I’m trying to model a classification process. We observe that P of the N examples are classified as positive by some decision maker. We then observe that TP of those P positives turn out to be true positives. We model this as two binomial draws
P ~ binomial(N, a);
TP ~ binomial(P, b);
We model a and b in two ways.

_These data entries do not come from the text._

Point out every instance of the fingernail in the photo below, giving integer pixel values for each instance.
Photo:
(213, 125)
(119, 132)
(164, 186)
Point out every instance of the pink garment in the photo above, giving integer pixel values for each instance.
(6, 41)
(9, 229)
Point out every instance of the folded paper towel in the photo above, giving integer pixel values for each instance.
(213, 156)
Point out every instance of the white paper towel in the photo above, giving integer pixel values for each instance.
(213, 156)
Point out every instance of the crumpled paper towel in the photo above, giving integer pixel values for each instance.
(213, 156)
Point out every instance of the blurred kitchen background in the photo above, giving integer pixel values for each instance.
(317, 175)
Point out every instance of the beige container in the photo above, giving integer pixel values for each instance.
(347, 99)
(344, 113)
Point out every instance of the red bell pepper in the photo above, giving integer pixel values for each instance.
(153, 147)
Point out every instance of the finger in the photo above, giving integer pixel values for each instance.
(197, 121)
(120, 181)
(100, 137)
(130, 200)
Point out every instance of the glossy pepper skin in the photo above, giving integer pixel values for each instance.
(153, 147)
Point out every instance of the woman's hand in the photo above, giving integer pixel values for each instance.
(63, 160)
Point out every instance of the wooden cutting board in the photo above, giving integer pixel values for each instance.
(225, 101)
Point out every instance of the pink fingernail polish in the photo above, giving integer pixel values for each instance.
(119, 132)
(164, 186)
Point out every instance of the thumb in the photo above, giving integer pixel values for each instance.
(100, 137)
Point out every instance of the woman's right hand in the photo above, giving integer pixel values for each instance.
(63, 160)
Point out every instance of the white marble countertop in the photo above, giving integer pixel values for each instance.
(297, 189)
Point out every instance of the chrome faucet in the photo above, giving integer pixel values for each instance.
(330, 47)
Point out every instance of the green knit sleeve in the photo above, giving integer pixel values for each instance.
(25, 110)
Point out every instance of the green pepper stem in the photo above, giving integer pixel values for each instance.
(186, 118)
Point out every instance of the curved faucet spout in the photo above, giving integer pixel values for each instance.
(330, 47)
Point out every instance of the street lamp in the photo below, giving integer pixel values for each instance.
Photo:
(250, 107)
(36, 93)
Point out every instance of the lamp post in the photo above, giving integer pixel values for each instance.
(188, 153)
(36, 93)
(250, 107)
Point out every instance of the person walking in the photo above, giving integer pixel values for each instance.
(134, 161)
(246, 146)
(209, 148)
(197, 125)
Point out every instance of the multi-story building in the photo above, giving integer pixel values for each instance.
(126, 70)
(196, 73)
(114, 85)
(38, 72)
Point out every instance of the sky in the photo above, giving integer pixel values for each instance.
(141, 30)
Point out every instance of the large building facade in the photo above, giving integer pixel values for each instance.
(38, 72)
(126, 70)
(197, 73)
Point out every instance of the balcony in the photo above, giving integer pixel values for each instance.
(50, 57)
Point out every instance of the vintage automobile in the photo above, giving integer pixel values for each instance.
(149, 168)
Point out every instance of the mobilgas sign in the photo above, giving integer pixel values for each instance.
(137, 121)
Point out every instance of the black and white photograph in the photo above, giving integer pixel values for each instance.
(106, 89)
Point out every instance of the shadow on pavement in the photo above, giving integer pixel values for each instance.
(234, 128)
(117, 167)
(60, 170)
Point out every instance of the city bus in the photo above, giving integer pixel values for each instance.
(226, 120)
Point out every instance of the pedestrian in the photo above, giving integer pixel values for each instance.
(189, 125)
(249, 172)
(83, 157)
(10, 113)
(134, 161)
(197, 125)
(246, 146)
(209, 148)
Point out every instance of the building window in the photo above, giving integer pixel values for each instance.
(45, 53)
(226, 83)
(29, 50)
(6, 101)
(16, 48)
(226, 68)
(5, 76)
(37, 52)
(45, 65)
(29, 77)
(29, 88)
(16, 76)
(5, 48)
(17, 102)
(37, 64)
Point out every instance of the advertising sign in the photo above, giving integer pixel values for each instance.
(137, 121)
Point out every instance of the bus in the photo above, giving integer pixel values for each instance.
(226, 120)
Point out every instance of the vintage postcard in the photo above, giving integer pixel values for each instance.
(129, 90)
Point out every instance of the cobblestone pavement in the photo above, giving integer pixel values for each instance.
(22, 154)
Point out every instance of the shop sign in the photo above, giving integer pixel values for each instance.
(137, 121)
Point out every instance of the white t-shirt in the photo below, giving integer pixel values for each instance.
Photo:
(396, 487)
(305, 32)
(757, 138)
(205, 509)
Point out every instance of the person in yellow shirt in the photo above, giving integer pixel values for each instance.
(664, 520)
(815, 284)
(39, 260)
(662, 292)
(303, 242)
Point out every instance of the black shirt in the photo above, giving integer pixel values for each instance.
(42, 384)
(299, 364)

In the first, a = P(X > t)
and b = E[X > t]
, where X ~ beta(alpha, beta)
. The positive rate (a) is the fraction of beta samples X above some threshold, and the precision (b) is the mean of those samples:
a = 1 - beta_cdf(t, alpha, beta)
b = (alpha * (1 - beta_cdf(t, alpha + 1, beta))) / ((1 - beta_cdf(x, alpha, beta)) * (alpha + beta))
In the second, the classification process is modeled with LDA, where the classes have equal-variance normal distributions separated by some delta
.
tp = phi * (1 - normal_cdf(t, delta, 1));
fp = (1 - phi) * (1 - normal_cdf(t, 0, 1));
a = (tp + fp);
b = tp / (tp + fp);
We place reasonable priors on (t, alpha, beta) in the first case and (t, phi, delta) in the second case.
My question is: why is inference more efficient (fewer leapfrog steps per sample and more effective samples per sample) in the second model?